All methods of retinal detachment surgery are divided into external (scleral filling), when the intervention is performed on the surface of the sclera, and internal (vitrectomy), when the intervention is performed from the inside of the eyeball.
The most modern way to treat retinal detachment is vitrectomy – removal of the vitreous body with a temporary injection of silicone oil or gas into the eye cavity to ensure the retinal detachment fits.
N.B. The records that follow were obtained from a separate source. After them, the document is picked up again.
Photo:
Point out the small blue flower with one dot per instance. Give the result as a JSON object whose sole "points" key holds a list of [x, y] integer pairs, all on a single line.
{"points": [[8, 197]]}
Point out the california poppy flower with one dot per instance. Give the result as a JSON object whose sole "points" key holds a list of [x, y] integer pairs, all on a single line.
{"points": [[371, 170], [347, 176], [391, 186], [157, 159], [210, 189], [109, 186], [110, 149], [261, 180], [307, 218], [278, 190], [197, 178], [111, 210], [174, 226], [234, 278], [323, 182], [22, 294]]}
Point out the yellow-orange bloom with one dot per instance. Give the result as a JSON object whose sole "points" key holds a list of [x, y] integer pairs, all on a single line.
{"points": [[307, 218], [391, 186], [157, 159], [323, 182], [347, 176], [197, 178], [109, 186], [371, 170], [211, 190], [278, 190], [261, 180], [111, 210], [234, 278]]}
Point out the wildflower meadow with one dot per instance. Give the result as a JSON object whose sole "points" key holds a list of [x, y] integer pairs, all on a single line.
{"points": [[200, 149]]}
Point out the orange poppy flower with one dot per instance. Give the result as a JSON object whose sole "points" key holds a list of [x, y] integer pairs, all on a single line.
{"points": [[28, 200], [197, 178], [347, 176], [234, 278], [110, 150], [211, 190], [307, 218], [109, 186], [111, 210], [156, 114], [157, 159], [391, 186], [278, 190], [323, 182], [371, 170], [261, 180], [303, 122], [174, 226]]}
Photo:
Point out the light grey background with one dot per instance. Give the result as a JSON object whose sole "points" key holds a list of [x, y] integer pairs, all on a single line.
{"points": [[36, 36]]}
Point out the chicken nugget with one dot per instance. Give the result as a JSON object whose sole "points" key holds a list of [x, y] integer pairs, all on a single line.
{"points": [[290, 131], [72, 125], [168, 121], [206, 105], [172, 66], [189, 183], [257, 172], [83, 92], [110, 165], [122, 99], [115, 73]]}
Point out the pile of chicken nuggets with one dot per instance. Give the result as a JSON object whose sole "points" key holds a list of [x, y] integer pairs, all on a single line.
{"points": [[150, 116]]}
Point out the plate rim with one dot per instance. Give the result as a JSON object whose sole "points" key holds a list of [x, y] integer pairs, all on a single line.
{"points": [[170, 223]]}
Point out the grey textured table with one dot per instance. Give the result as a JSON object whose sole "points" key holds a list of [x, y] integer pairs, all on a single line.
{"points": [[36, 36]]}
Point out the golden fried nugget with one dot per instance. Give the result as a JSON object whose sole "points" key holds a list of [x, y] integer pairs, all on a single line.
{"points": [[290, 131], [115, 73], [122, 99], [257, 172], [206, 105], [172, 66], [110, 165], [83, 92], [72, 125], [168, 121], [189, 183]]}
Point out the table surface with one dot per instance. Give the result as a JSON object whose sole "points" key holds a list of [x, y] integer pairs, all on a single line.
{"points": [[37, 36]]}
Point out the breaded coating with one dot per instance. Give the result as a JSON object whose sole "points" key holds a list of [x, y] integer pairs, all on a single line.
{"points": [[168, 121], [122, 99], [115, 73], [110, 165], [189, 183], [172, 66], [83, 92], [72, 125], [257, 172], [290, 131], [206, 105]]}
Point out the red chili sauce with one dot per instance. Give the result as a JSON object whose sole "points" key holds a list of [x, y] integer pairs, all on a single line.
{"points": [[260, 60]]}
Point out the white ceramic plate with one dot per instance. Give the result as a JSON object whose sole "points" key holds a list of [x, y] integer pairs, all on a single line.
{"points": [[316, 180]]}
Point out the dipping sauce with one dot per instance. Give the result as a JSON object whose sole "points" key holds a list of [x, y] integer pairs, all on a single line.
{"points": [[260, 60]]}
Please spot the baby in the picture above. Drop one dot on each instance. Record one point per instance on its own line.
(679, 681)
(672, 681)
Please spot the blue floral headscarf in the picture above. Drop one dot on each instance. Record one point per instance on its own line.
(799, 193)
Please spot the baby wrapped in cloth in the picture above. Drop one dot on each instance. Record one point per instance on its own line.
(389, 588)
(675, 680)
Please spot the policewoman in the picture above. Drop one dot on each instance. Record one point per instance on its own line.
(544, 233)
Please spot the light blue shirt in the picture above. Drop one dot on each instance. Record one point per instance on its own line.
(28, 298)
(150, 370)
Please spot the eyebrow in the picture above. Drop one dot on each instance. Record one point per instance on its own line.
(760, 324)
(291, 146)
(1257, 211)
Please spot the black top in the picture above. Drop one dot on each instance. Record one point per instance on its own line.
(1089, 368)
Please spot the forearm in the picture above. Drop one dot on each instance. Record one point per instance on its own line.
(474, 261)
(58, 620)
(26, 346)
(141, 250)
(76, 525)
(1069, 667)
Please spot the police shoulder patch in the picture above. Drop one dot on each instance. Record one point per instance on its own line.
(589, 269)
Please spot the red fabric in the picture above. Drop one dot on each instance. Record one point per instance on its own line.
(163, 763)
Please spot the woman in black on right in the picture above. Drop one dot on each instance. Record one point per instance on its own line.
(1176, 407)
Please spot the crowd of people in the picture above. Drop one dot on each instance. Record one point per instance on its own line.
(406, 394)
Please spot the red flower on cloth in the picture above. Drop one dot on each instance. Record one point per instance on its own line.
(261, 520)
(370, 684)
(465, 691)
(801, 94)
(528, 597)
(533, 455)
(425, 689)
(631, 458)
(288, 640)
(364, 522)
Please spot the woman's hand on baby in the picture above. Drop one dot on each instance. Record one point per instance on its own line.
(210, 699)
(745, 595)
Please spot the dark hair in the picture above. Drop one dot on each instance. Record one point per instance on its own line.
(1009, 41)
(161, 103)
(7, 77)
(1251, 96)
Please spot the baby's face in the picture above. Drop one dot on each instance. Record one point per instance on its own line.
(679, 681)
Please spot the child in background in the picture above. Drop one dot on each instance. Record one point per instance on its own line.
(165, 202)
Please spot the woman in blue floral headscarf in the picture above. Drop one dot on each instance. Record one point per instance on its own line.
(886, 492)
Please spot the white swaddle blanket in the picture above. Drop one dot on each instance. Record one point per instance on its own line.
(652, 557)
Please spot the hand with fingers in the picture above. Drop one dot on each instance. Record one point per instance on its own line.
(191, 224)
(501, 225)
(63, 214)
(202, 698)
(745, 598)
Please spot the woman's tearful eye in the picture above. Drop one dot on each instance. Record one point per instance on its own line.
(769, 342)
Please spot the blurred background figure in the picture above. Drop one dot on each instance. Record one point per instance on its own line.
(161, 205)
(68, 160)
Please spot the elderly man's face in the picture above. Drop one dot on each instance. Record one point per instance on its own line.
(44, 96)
Endovitreal surgery is an operation performed from the side of the eye cavity. When performing endovitreal intervention, access to the vitreous cavity and retina is provided through three scleral incisions less than 1 mm long, through which an illuminator, an instrument and a solution are introduced to maintain the tone of the eyeball.
When filling the sclera, the layers of the retina come closer together by creating an area of depression of the sclera from the outside. In the projection of the rupture of the retina, a silicone strip (filling) of the required size is attached to the sclera by means of sutures. In this case, the sclera under the strip is pressed inward, the sclera and choroid approach the retina, the created depression shaft blocks the gap, and the fluid accumulated under the retina gradually resolves.
Sometimes circlage is used – a circular impression with an elastic silicone thread or braid in the region of the equator of the eyeball. In some cases, with a large volume of accumulated subretinal fluid, it may be necessary to remove it (drainage) through a small puncture of the sclera.
The prognosis for vision depends on the age of the retinal detachment, the location of the breaks, and the state of the vitreous body. The optimal time for surgery is in the first few days and no more than 2 months in case of non-adhering retinal detachment as a result of a previous operation.
All detachments that have not fully adhered as a result of previous operations can and should be treated if no more than 1 year has passed since the detachment and the eye sees the light with confidence. If the eye does not see the light, then, as a rule, it is impossible to help.
After surgical treatment of retinal detachment, the magnitude of myopia and astigmatism often increases. Repeated retinal detachments (relapses) may occur. With relapses of retinal detachment, it is necessary to carry out repeated surgical operations, which are also not always effective.
The earlier competent surgical treatment is carried out, the better results it gives and the more it is possible to restore vision! The most favorable forecast for the restoration of vision after treatment is when the detachment did not have time to reach the central zone.
If the detachment managed to close the central zone, after a successful operation, the central vision, unfortunately, will not be able to fully recover.
Patients operated on for retinal detachment should be under the supervision of an ophthalmologist and avoid physical overload.
Prevention of retinal detachment:
The main preventive measure is a timely visit to an ophthalmologist when the first symptoms of retinal detachment appear and regular preventive examinations in the presence of risk factors.
After an eye injury, a complete ophthalmological examination should be performed. Examining pregnant women and performing prophylactic laser photocoagulation, if necessary, can also prevent retinal detachment during childbirth. Patients with high myopia, dystrophic changes in the retina or those operated on for retinal detachment are contraindicated in some sports, especially contact sports, as well as weight lifting.